皇帝と呼ばれた彼は、父を見て楽しげな顔をしている。ステラは目が点になった。少年の瞳がいよいよ見開かれていくのを、視界の隅で見ていた。
「おお、ロベルト。君の娘が大層お転婆だという話は聞いていたが、成程、これはなかなか手を焼くようだな。……さて、お迎えが来たよステラ。そろそろ駆けっこもお開きだ」
陛下と聞いてか、父親のいつもと違う様子を見てか、ポカンとして二人の大人の顔を見比べていたステラを、皇帝は優しく地面に降ろした。ロベルトと親しげに呼ばれた父が、一瞬呆れた顔を娘に向けてその手を取った。
「申し訳ございません、陛下。私が不注意だったばかりに、娘が陛下のお庭へ飛び出して行ってしまいまして……。娘が他にも何か、ご無礼を──」
「よい、何も無い。元気な良い子ではないか。信頼する君の娘だ。庭くらい、いつでも遊びに来るが良いとも。しかし、この辺りは騎士団の倉庫も近い。そういったものには充分気をつけたまえ。……では、私はそろそろ戻ろう」
「はっ、感謝致します陛下。ステラ、黙ってないでご挨拶をしなさい」
ステラはまだ皇帝を見上げて呆けていたが、父に軽く小突かれるとビクッとして柔らかなドレスの裾を摘んだ。
「ご、ごきげんよう、陛下!」
「うむ、二人ともまた会おう」
皇帝は、ステラのたどたどしい別れの挨拶を見届けると悠々と頷いて踵を返した。
皇帝の背中が見えなくなるまで頭を下げていた父親が、顔を上げていよいよお小言を言おうとしたが、ステラは興奮して耐えきれずにそれを遮った。
「逃げ出してごめんなさい、お父さま!でもお父さまたちのお話がわからなくて、困ってしまいましたの。

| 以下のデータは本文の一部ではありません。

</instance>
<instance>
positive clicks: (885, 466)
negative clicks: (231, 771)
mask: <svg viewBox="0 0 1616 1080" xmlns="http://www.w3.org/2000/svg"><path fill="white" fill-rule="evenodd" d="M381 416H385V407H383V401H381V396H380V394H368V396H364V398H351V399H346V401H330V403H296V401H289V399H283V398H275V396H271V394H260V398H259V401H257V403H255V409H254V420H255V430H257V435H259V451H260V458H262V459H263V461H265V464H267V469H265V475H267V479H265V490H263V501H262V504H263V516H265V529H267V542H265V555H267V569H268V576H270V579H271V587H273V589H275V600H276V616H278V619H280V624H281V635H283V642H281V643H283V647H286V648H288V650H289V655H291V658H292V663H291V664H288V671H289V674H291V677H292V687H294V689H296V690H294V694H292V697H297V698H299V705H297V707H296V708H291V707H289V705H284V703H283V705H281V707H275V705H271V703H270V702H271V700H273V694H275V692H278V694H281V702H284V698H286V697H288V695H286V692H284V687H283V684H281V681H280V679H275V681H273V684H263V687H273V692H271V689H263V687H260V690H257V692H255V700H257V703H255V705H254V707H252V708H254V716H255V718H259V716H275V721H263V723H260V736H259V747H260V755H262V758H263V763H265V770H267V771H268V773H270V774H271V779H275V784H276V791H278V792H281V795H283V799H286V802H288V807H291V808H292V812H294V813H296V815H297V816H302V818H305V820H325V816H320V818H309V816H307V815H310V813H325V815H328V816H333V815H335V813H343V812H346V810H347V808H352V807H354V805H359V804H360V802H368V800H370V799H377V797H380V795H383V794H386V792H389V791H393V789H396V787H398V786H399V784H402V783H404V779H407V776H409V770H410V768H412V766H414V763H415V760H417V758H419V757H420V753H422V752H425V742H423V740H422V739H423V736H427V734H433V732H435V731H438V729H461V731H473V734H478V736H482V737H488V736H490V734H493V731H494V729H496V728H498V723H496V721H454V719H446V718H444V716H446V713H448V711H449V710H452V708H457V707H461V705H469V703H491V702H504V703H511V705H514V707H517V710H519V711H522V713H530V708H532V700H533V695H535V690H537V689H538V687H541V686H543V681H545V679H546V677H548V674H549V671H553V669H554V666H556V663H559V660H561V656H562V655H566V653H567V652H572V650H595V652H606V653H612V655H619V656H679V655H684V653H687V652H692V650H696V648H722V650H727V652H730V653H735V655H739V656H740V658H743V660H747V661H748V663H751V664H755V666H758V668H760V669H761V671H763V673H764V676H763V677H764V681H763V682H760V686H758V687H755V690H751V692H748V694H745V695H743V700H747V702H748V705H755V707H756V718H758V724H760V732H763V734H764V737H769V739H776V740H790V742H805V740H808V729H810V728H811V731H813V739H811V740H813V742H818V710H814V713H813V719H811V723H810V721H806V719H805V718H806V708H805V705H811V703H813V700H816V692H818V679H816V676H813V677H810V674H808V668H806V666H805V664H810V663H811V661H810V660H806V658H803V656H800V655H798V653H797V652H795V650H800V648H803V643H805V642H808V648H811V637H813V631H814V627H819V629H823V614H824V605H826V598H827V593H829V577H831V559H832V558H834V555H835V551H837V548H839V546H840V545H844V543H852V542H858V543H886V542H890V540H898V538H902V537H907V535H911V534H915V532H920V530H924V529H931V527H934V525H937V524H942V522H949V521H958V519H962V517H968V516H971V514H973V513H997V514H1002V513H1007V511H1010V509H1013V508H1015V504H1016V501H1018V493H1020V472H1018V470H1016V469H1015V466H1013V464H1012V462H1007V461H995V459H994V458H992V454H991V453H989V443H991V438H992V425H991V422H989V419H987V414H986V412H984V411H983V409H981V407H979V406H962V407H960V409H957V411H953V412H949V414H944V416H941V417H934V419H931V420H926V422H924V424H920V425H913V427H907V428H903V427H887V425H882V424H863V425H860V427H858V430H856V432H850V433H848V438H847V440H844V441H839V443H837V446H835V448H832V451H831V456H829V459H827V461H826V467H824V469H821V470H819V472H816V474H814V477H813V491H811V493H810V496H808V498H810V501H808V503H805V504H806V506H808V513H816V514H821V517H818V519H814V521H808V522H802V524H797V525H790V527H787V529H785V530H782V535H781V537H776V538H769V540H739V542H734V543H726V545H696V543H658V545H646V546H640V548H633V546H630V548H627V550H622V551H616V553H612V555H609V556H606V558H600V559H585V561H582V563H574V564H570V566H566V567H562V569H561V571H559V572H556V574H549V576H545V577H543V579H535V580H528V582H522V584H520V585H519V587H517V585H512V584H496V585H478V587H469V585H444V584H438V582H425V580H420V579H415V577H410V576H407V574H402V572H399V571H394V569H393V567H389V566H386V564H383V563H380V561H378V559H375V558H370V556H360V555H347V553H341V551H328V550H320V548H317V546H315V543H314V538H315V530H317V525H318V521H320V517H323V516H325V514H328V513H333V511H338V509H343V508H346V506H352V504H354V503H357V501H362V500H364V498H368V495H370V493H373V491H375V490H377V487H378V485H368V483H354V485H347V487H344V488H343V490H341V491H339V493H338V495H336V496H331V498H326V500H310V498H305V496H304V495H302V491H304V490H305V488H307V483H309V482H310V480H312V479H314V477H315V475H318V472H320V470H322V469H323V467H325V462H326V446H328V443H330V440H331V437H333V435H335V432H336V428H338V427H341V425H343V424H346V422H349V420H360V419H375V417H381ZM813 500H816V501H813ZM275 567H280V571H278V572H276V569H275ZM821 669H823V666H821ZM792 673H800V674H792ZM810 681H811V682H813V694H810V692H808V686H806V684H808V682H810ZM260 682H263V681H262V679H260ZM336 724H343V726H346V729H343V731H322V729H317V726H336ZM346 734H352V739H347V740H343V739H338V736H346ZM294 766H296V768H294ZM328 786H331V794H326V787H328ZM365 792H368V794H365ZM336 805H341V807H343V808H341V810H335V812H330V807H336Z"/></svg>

それで、あそこの窓があいていて、おおきくて綺麗なお花が咲いた木があったでしょう?ためしに乗ってみたら、うまくいってしまったんですもの。……それでね、お父さま!ステラね、お友達ができましたの!ほら!……あら?」
父は、呆れたような毒気を抜かれたような、締まらぬ表情をしてステラが捲し立てるのを聞いていた。そんな父の服を引っ張って、指で指した方向を向くと……そこにはもう誰もいなかった。
先程まで近くに座っていた美しい少年は、音もなく忽然と消えていた。まるで、夜の気配とともに消えてしまったかのような不気味さだけが、微かに残っている気がする。大きな木の枝が、風に吹かれてざわりと鳴いた。
「帰っちゃったのかしら……さっきまでそこにいましたのに」
本当ですのよ、とステラは寂しそうに言った。
「ああ、見ていたとも」
その様子に叱る気をなくしたのか、公爵は今度こそ手を離すことがないように、元気の良すぎる娘を抱き上げた。彼の顔が少し複雑な表情を浮かべていたのが、まだ幼いステラには解らない。
「今日は流石に肝が冷えたな、ステラ。陛下がご寛大でなければ、どうなっていたか」
そう声を掛けても、ステラは一言ごめんなさいと繰り返しただけで、『お友達』の話を終えなかった。
「ねえお父さま、また会えるかしら?」
「……そうだな、おまえがいい子にしていたらきっと」
ステラは、力なくうんと言った。冷たい風がざわざわと木を揺らす。その向こう、暗くなっていく空で顔を出したばかりの金星が瞬いた。